Nikki Rose nel frattempo osservava con occhio critico il suo nuovo compagno di tavolo.

“Chi mai, al giorno d’oggi, indossa un completo gessato doppiopetto con spalle imbottite?” domandò, la sua sensibilità da esperta di moda chiaramente irritata.

In qualche modo il galantuomo appariva, nel complesso, antiquato e intensamente ambizioso, come se provenisse dal medioevo, non dal “qui e ora”. A confermare l’impressione, le prese ossequioso la mano e vi avvicinò le labbra.

“Con permesso. Mi chiamo Woolf Barzokka, ed è un onore tenere compagnia a una dama tanto affascinante.”

La donna arrossì di nuovo, commossa.

“Piacere di conoscerla”, sussurrò con voce tremula. “Mi chiamo Nikki Rose.”

“E cosa ci fa una donna così elegante come lei in una topaia come questa?

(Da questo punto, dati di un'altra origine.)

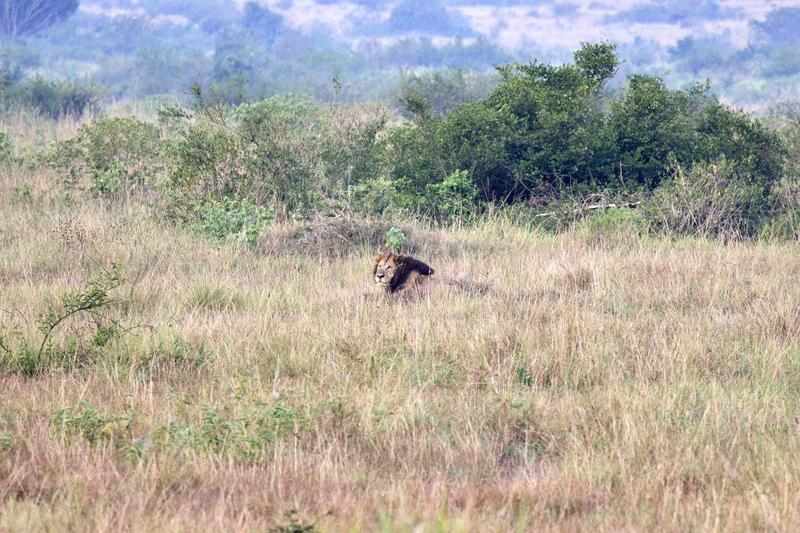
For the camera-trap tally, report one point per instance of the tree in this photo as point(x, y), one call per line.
point(27, 17)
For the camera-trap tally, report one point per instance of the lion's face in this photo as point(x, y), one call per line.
point(386, 266)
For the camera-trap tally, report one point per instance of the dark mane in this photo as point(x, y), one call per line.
point(408, 269)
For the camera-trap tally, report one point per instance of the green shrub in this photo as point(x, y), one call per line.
point(92, 306)
point(93, 425)
point(395, 239)
point(612, 225)
point(454, 198)
point(233, 220)
point(118, 155)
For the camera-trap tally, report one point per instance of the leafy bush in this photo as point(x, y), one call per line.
point(233, 220)
point(93, 425)
point(395, 239)
point(284, 152)
point(118, 155)
point(93, 306)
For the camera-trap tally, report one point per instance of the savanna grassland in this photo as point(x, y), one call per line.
point(605, 381)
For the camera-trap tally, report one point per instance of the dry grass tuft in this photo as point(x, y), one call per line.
point(626, 384)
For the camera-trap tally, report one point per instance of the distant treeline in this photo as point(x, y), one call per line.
point(542, 138)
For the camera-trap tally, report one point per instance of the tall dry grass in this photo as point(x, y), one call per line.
point(603, 383)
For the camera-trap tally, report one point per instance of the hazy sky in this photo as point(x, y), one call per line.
point(513, 25)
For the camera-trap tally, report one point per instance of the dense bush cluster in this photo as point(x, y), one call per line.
point(543, 137)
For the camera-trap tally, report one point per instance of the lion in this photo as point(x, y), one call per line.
point(393, 272)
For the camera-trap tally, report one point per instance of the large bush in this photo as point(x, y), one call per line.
point(117, 155)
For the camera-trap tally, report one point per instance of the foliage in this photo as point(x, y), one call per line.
point(439, 92)
point(88, 422)
point(713, 200)
point(93, 304)
point(395, 239)
point(233, 220)
point(247, 428)
point(118, 155)
point(454, 197)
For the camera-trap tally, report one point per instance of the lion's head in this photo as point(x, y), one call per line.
point(393, 272)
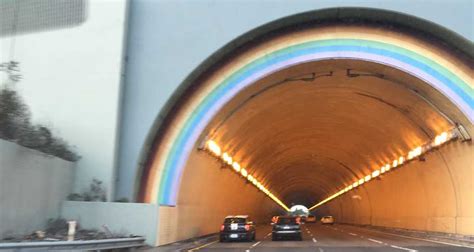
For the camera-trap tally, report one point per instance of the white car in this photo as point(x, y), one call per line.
point(327, 220)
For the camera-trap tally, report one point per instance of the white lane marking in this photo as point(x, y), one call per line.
point(377, 241)
point(420, 239)
point(256, 244)
point(200, 247)
point(407, 249)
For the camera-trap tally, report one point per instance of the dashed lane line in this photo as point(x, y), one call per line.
point(200, 247)
point(407, 249)
point(255, 244)
point(377, 241)
point(421, 239)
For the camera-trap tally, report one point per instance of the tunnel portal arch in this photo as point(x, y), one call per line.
point(420, 48)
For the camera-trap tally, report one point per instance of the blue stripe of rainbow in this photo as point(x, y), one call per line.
point(441, 78)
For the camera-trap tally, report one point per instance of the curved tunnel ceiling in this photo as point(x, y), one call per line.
point(309, 130)
point(330, 129)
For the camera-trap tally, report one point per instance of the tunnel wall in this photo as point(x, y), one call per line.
point(432, 195)
point(208, 194)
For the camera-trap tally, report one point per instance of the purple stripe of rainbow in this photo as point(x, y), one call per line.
point(459, 92)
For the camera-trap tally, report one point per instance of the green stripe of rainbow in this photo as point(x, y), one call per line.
point(441, 78)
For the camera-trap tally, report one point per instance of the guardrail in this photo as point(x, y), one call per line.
point(79, 245)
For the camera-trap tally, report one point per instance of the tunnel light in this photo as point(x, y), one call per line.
point(376, 173)
point(367, 178)
point(243, 172)
point(214, 148)
point(401, 160)
point(395, 163)
point(255, 182)
point(415, 152)
point(439, 140)
point(236, 166)
point(250, 178)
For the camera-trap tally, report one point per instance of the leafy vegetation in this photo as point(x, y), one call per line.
point(15, 121)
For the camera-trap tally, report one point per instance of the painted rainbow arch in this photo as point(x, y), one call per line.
point(457, 88)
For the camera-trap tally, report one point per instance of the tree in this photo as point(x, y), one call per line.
point(15, 122)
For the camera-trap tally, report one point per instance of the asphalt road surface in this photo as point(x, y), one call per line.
point(322, 238)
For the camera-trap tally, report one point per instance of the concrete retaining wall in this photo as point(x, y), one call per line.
point(120, 218)
point(32, 186)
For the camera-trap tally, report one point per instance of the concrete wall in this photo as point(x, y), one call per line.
point(208, 194)
point(120, 218)
point(32, 186)
point(435, 195)
point(80, 66)
point(165, 45)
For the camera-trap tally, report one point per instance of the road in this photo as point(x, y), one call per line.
point(322, 238)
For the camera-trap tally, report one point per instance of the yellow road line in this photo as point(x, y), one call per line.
point(202, 246)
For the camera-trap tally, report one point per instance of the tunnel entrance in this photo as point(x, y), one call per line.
point(367, 124)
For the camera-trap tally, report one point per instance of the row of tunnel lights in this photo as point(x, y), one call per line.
point(440, 139)
point(416, 152)
point(214, 148)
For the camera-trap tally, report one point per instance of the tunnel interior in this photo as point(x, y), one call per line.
point(310, 130)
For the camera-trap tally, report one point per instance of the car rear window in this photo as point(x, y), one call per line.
point(234, 220)
point(286, 221)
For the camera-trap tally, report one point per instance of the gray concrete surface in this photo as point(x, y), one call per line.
point(32, 186)
point(120, 218)
point(317, 237)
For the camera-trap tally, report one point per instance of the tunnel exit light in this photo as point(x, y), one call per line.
point(213, 148)
point(415, 152)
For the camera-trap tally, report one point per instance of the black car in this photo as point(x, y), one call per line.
point(286, 227)
point(236, 228)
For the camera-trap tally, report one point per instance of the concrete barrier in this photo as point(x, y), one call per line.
point(32, 186)
point(119, 218)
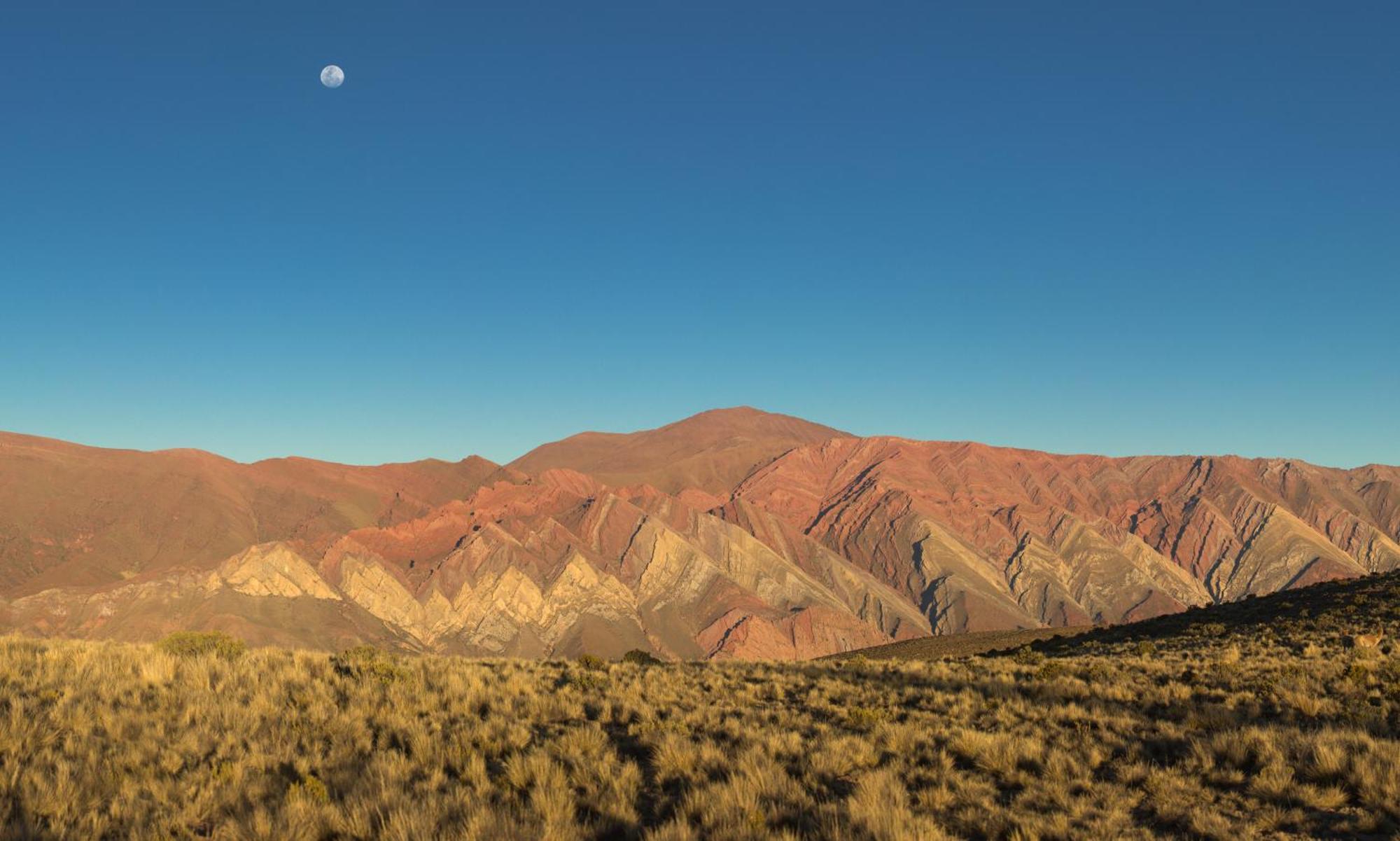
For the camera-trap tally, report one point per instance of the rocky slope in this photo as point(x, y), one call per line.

È da un po’ che la osservo, ed ero sicuro che da un momento all’altro sarebbe comparso Pierce Brosnan per portarla a Hollywood!”

Il complimento ardito non mancò il bersaglio: il cuore di Nikki, che come quello di tante donne era un po’ frivolo e desiderava piacere, diede un balzo.

“In effetti Pierce Brosnan è un gran bell’uomo.” Un ampio sorriso le si dipinse sulle labbra e le guance le si arrossarono ancora di più. “Finalmente uno spasimante che riconosce le mie doti naturali!” esclamò dietro suggerimento del Sauvignon Blanc. “Ma oggi mi lascerò portar via solo da lei!” promise di getto.

Woolf rise incantato, mostrando due file di denti bianchi talmente abbaglianti da lampeggiare nel cielo della notte, come le zanne di un lupo.

“In questo caso lei mi rende l’uomo più felice del mondo! Dobbiamo festeggiare! Stefan Schmalspur! Ci porti dello Champagne!”

“Un rosé, per cortesia, se possibile”, aggiunse lei con autoindulgenza.

“In assoluto il mio drink preferito!” osservò subito dopo, il viso rosa e splendente, proprio come lo champagne Ruinart che nel frattempo si erano ritrovati davanti, frizzante di bollicine.

“Al nostro meraviglioso incontro!”

I bicchieri tintinnarono con gioiosa euforia, gareggiando con lo scampanio della chiesa del quartiere.

“A essere sincero, stasera non ne volevo sapere dei pettegolezzi locali. Me ne sarei rimasto volentieri seduto in balcone, a leggere Platone. Ma avevo finito le sigarette: per mia fortuna sono un fumatore!”

Con un sorriso trionfale, l’uomo si accese una nuova sigaretta con la cicca di quella vecchia.

“Abiti nei dintorni? Come mai non ti ho mai visto in giro?”

Con eleganza era passato al “tu”, accorciando le distanze e stabilendo una nuova confidenza, per accelerare le cose tra di loro.

Lei si voltò, il ciuffo di capelli orientato verso la strada che aveva attraversato ormai da quelli che sembravano anni, non ore. Uno sguardo malinconico le si dipinse improvvisamente sul volto.